A close friend of the boxing legend, Crystal recounted how he first met Ali in 1974, when his stand up act included doing an impression of both him and sportscaster Howard Cosell. Ali loved the routine, and called Crystal his “little brother” from then on.

“It’s very hard to describe how much he meant to me,” Crystal said. “Every one of his fights had the aura of a Super Bowl … He was the most perfect athlete you ever saw, and those were his own words.”

Gumbel recalled how he shook Ali’s hand when The Champ visited Chicago when the veteran TV host was just 17 years old.

“I was awestruck,” Gumbel said. “And man, I thought he was the greatest. And half a century and a lifetime of experiences later, I am still awestruck and more convinced than ever that Muhammad Ali is the greatest.”

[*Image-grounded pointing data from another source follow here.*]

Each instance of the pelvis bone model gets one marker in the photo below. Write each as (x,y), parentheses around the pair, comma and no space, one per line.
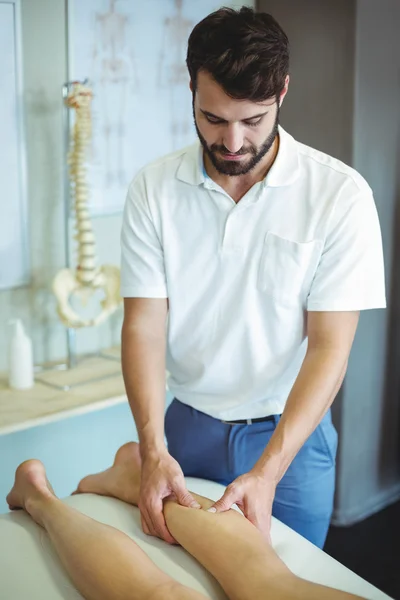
(88,279)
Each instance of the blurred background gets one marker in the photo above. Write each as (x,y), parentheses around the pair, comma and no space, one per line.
(344,99)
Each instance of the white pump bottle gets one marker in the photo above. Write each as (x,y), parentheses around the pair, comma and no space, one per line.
(20,358)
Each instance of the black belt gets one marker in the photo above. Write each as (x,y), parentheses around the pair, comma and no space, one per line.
(250,421)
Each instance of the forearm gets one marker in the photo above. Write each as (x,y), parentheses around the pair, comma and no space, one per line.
(143,368)
(316,386)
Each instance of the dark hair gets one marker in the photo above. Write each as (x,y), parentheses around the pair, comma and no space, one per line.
(246,52)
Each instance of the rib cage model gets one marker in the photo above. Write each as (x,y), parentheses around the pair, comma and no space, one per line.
(87,278)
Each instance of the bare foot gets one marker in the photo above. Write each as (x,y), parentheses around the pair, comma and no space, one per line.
(31,485)
(121,481)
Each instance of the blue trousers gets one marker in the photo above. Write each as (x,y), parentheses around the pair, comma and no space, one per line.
(210,449)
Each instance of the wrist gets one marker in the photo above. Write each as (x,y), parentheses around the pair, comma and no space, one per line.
(152,450)
(270,468)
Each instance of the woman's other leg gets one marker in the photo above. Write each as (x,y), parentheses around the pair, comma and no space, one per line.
(103,563)
(226,544)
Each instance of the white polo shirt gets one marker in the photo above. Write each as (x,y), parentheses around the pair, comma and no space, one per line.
(240,277)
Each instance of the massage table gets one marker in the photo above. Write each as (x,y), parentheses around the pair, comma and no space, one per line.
(30,569)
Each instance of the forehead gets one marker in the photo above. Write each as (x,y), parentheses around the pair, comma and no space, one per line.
(211,97)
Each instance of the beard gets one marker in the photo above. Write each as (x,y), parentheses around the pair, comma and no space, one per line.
(233,168)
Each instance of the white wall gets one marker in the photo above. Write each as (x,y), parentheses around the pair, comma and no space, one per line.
(45,70)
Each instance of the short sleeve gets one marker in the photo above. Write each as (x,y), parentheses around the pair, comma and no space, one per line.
(350,275)
(142,257)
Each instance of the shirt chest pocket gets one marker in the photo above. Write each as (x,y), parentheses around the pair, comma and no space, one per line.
(287,268)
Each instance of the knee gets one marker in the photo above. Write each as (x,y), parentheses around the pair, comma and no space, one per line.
(167,590)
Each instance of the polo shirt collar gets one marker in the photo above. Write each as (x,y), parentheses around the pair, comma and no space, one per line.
(286,168)
(284,171)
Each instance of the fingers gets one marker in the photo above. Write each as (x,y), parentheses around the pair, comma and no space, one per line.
(185,498)
(145,528)
(226,501)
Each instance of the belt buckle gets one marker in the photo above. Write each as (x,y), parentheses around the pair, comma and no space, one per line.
(249,422)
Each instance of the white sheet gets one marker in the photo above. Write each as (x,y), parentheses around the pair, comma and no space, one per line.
(30,570)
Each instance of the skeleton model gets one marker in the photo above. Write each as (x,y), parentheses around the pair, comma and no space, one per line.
(173,72)
(87,279)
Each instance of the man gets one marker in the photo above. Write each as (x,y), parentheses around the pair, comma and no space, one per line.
(245,261)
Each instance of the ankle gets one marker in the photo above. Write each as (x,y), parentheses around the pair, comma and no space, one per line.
(37,504)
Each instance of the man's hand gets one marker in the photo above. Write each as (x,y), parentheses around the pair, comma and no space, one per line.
(161,476)
(254,494)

Members of the Ali family spoke as well, including Ali’s wife Lonnie Ali, who recounted how Ali was first directed towards boxing by police officer Joe Martin. “America must never forget that when a cop and an inner city kid talk to each other, then miracles can happen,” she said.

Thousands upon thousands of mourners filled the KFC Yum! Center in Downtown Louisville. The ceremony was presided over by an imam in the Muslim tradition, but people of many faiths offered their remembrances of Ali.

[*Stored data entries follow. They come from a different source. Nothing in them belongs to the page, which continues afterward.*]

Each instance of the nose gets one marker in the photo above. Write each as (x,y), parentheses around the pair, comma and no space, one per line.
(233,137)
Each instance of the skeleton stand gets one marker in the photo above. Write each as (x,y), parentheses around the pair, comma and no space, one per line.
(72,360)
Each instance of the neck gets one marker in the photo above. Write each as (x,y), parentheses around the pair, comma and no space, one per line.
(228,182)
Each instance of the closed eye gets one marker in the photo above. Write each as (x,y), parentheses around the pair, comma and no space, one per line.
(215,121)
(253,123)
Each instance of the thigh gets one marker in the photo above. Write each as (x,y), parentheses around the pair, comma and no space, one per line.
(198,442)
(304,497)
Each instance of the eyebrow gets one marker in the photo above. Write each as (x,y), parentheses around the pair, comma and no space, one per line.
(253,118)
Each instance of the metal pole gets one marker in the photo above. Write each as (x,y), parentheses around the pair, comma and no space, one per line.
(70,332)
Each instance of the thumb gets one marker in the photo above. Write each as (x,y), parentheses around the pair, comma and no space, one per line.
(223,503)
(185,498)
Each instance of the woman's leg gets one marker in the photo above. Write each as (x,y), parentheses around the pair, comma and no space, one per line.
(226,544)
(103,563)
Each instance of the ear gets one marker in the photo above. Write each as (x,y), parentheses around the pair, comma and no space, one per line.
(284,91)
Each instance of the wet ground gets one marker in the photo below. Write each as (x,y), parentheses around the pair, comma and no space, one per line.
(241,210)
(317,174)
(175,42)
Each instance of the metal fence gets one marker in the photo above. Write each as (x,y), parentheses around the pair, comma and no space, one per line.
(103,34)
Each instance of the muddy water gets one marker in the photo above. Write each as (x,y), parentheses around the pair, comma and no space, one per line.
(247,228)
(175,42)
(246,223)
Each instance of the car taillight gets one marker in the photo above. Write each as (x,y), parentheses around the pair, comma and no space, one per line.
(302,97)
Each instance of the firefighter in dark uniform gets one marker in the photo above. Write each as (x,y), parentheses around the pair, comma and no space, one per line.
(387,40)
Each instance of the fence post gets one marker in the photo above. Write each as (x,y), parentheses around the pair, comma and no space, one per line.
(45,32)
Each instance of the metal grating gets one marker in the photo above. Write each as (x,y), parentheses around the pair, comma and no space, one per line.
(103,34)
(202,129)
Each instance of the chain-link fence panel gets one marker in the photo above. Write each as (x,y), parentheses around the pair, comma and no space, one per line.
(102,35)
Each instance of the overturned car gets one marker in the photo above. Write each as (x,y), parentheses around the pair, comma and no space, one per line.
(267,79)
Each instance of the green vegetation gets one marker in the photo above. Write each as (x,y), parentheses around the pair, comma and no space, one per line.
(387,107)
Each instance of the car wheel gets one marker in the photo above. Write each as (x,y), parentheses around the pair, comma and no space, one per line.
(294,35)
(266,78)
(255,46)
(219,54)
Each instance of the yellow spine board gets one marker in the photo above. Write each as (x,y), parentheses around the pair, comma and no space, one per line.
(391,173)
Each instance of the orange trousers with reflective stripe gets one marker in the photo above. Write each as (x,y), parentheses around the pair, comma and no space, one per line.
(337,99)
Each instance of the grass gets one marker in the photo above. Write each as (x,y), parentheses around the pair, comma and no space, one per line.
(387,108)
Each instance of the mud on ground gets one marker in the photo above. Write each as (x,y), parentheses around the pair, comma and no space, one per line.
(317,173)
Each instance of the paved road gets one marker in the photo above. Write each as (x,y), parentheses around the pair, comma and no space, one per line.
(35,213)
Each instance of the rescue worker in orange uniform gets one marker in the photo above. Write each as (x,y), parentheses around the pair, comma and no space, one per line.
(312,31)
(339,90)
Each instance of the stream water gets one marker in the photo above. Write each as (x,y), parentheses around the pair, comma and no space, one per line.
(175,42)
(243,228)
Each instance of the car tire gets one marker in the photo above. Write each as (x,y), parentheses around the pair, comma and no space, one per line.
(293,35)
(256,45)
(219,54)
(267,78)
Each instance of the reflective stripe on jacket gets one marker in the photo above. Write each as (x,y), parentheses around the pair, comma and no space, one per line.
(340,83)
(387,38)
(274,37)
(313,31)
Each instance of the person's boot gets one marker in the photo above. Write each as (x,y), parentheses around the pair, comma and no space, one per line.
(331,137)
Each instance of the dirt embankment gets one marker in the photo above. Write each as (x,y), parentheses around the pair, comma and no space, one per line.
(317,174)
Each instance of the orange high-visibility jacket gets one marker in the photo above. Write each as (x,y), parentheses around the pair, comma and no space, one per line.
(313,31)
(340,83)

Sen. Orrin Hatch (R-UT), a devout Mormon, was joined by rabbis, Catholic priests, Native American chiefs, Muslim clerics and Buddhist monks in praising Ali’s legacy, both as an athlete and a civil rights figure.

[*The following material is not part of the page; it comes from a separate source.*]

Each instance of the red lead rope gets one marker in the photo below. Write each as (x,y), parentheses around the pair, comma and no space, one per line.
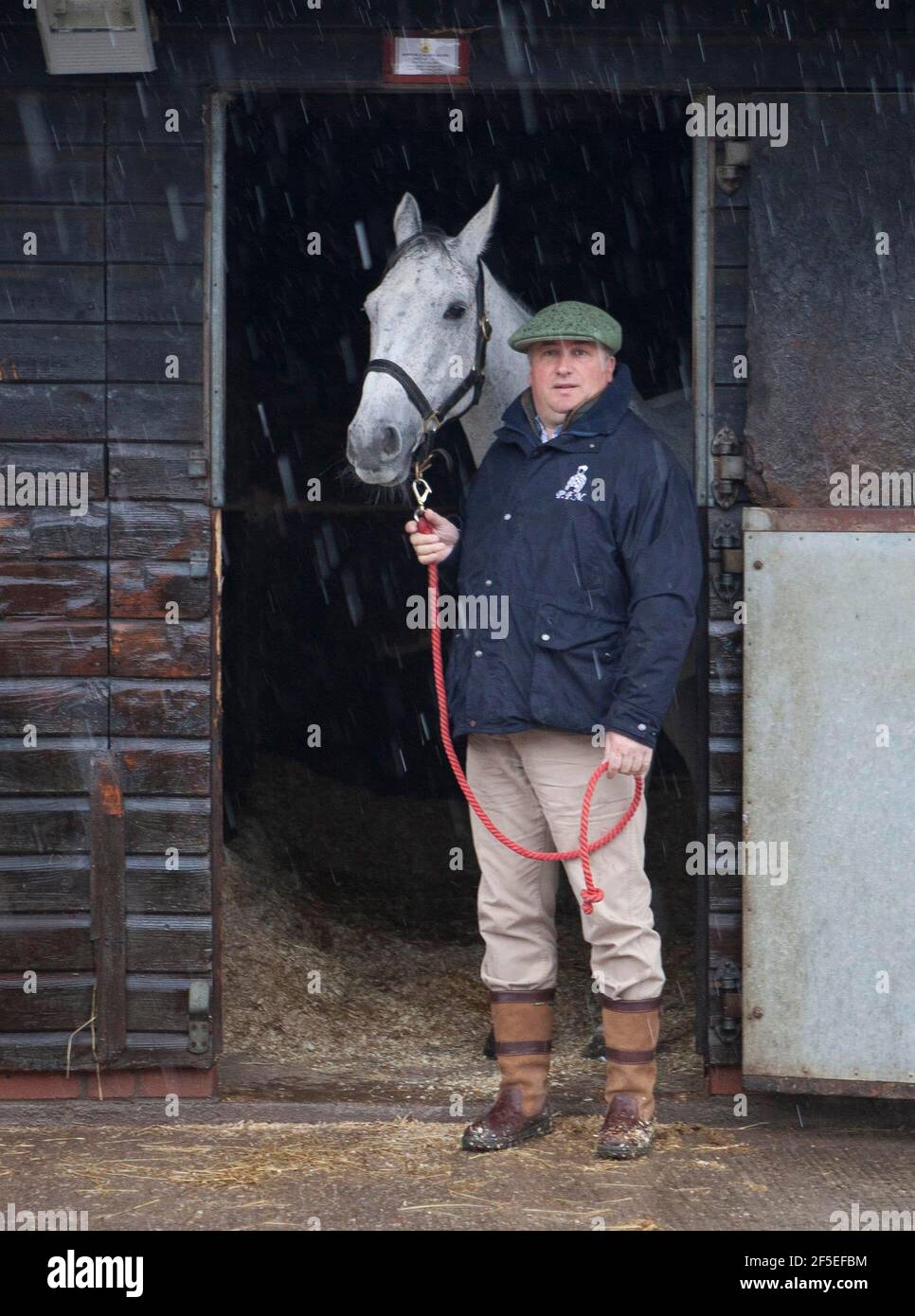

The iconic heavyweight fighter passed away June 3 in an Arizona medical facility surrounded by his family. The official cause of death was “septic shock due to unspecified natural causes,” his spokesman Bob Gunnell said.

He was admitted to an Arizona hospital for respiratory issues but as the days went by his condition deteriorated. Hana Ali, one of Muhammad’s daughters, recounted her father’s final moments on Twitter:

“All of us were around him hugging and kissing him and holding his hands, chanting the Islamic prayer. All of his organs failed but his HEART wouldn’t stop beating. For 30 minutes … his heart kept beating. No one had ever seen anything like that. A true testament to the strength of his SPIRIT and WILL!”

Other tributes continue to pour in for the former world and Olympic champion. President Obama tweeted, “He shook up the world, and the world’s better for it. Rest in peace, Champ.”

George Foreman, Ali’s opponent-turned-lifelong friend, described him as “a fine man” and “royalty.”